Even the local wildlife came out to greet me...

... even if I wasn't quite fast enough to take a picture of that Albert Lyrebird (note: the only known habitat of this species in the entire world is the Gold Coast Hinterland).

It was at the start of the ride home that the problems started. I noted the gearing at the rear wasn't shifting as it should. I made an adjustment to the rear derailleur, noting that I may have to replace a gear cable in the near future. Somewhere while descending a 7% gradient I heard a crack from my rear rack. It turns out the light mount I'd made for the rack had broken off (note: it wasn't my handywork that broke -- the bolt and the connection I had made was still intact, it was the metal itself that snapped). Incidentally, that was the rack I'd bought in Dunedin, after 600km of carrying a full touring load on another rack that I'd broken some days previously.
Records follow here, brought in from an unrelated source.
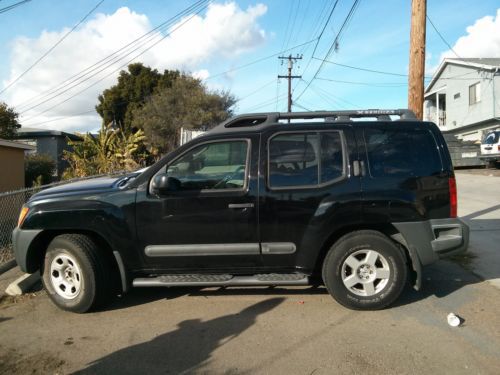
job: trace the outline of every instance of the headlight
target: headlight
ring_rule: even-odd
[[[23,206],[23,208],[21,208],[21,213],[19,214],[19,219],[17,220],[18,228],[21,227],[21,225],[23,225],[24,219],[26,219],[29,210],[30,209],[26,206]]]

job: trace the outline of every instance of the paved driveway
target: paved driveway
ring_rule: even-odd
[[[86,315],[4,298],[0,373],[498,374],[498,184],[458,174],[472,256],[427,268],[390,309],[350,311],[323,288],[137,289]]]

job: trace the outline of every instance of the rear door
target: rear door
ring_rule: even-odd
[[[277,272],[309,272],[330,233],[360,220],[360,181],[352,174],[356,143],[348,125],[294,131],[289,126],[262,138],[262,259]]]

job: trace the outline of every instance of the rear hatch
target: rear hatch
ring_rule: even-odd
[[[481,155],[500,154],[500,130],[489,132],[481,143]]]

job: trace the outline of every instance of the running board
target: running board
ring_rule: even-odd
[[[134,279],[134,287],[149,286],[272,286],[308,285],[309,277],[300,273],[260,274],[253,276],[233,275],[161,275]]]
I salvaged what I could of the light, which may prevent me having to buy a replacement if I can assemble something from my garage. Further down the mountain the gear cable gave out completely. I was down to just two gears for the last 30km or so to get home. Granted, home was at a lower altitude, but there were still some nasty pinches around Mudgeeraba, not to mention the sea breeze from the coast to deal with. I now have a new found respect for people who ride singlespeed bikes.

As predicted, some of the hills around Mudgeeraba caused more difficulty than they normally would -- and it just had to be show day with the resultant traffic issues on a day when maintaining momentum was of unusual importance. However, in a grim kind of way, I was starting to enjoy the chase, the challenge of it all, and knowing that this ride had now transcended the usual "up and back" ride to Springbrook. I was actually a little disappointed to get back on the coast and out of the hills. Cruising along the flat, while easier, just didn't have the same interest -- even if a couple of red lights did provide some unexpected difficulty.
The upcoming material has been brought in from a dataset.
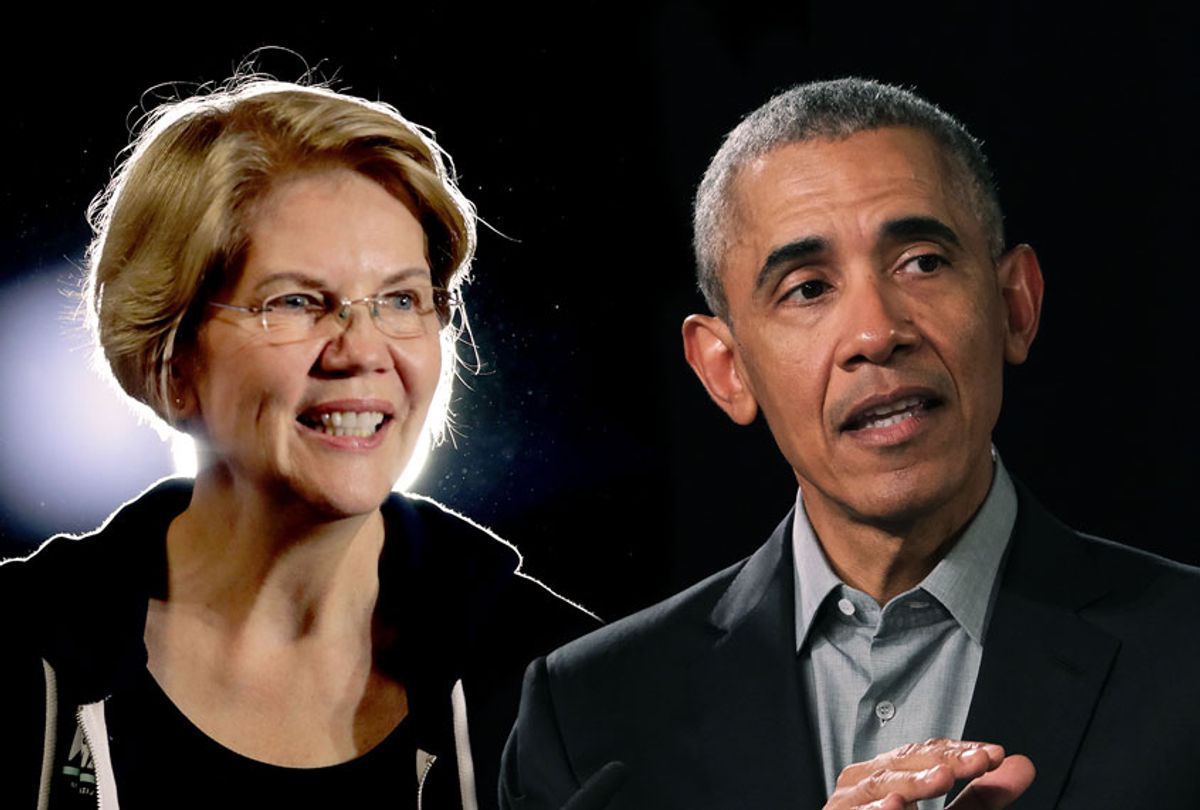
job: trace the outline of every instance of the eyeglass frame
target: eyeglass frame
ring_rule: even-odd
[[[422,316],[429,315],[431,313],[434,314],[437,317],[438,331],[440,332],[443,329],[445,329],[447,326],[450,325],[451,320],[454,317],[454,312],[461,305],[462,299],[459,297],[458,293],[455,290],[449,290],[445,287],[431,287],[430,289],[433,292],[433,299],[435,302],[437,301],[437,296],[439,293],[446,296],[445,317],[443,318],[442,311],[439,310],[436,303],[431,304],[429,309],[427,309],[427,310],[422,311],[422,310],[418,309],[418,310],[416,310],[416,312],[417,312],[417,314],[422,315]],[[272,296],[268,297],[267,299],[265,299],[261,304],[250,305],[250,306],[244,306],[244,305],[240,305],[240,304],[227,304],[222,301],[209,301],[208,304],[209,304],[209,306],[217,307],[218,309],[227,309],[227,310],[231,310],[233,312],[244,312],[248,315],[260,316],[259,323],[262,325],[263,333],[267,336],[267,338],[269,340],[271,337],[271,329],[270,329],[270,327],[267,326],[267,315],[270,314],[273,310],[271,307],[267,306],[268,302],[273,301],[276,298],[283,298],[288,295],[295,295],[297,292],[298,291],[293,290],[290,292],[279,293],[278,295],[272,295]],[[404,291],[397,290],[395,292],[404,292]],[[304,294],[305,295],[317,294],[317,295],[320,295],[325,301],[325,314],[319,316],[313,322],[314,327],[316,326],[316,324],[320,323],[325,318],[329,317],[330,315],[335,315],[335,314],[336,314],[338,320],[343,321],[343,322],[348,322],[350,308],[352,306],[354,306],[355,304],[367,304],[367,313],[371,317],[371,323],[374,324],[375,328],[379,330],[379,333],[381,335],[392,338],[394,340],[405,340],[410,337],[419,337],[421,334],[419,332],[414,332],[411,335],[392,335],[392,334],[388,334],[386,331],[383,330],[383,328],[379,325],[379,310],[380,310],[381,304],[384,301],[384,295],[385,295],[383,293],[375,293],[374,295],[365,295],[362,298],[344,298],[344,297],[339,297],[339,296],[333,295],[331,293],[324,293],[324,292],[322,292],[322,293],[305,292]],[[388,294],[392,294],[392,293],[388,293]],[[334,306],[334,304],[336,304],[336,306]],[[299,340],[304,340],[304,338],[300,338]],[[282,345],[282,344],[277,344],[277,345]]]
It's clear that I need to deal with this rack. It's been a problem since I bought it, and it just doesn't seem to be strong enough to cope with my demands. For the time being I think I'll swap the rack on my MTB over and use that. It seems to be a little more sturdy. This also means that I need to create a new mount for a tail light on the rack so I can continue to run two of them (the other attaches to a special hole cut into my saddlebag), but such is life. Maybe I'll start to look upon all these repairs as a grim kind of chase.

Finally (at last I hear you cry), it appears as though I've been tagged again. This time Allez is responsible. I'll deal with it tomorrow. Right now I need some sleep.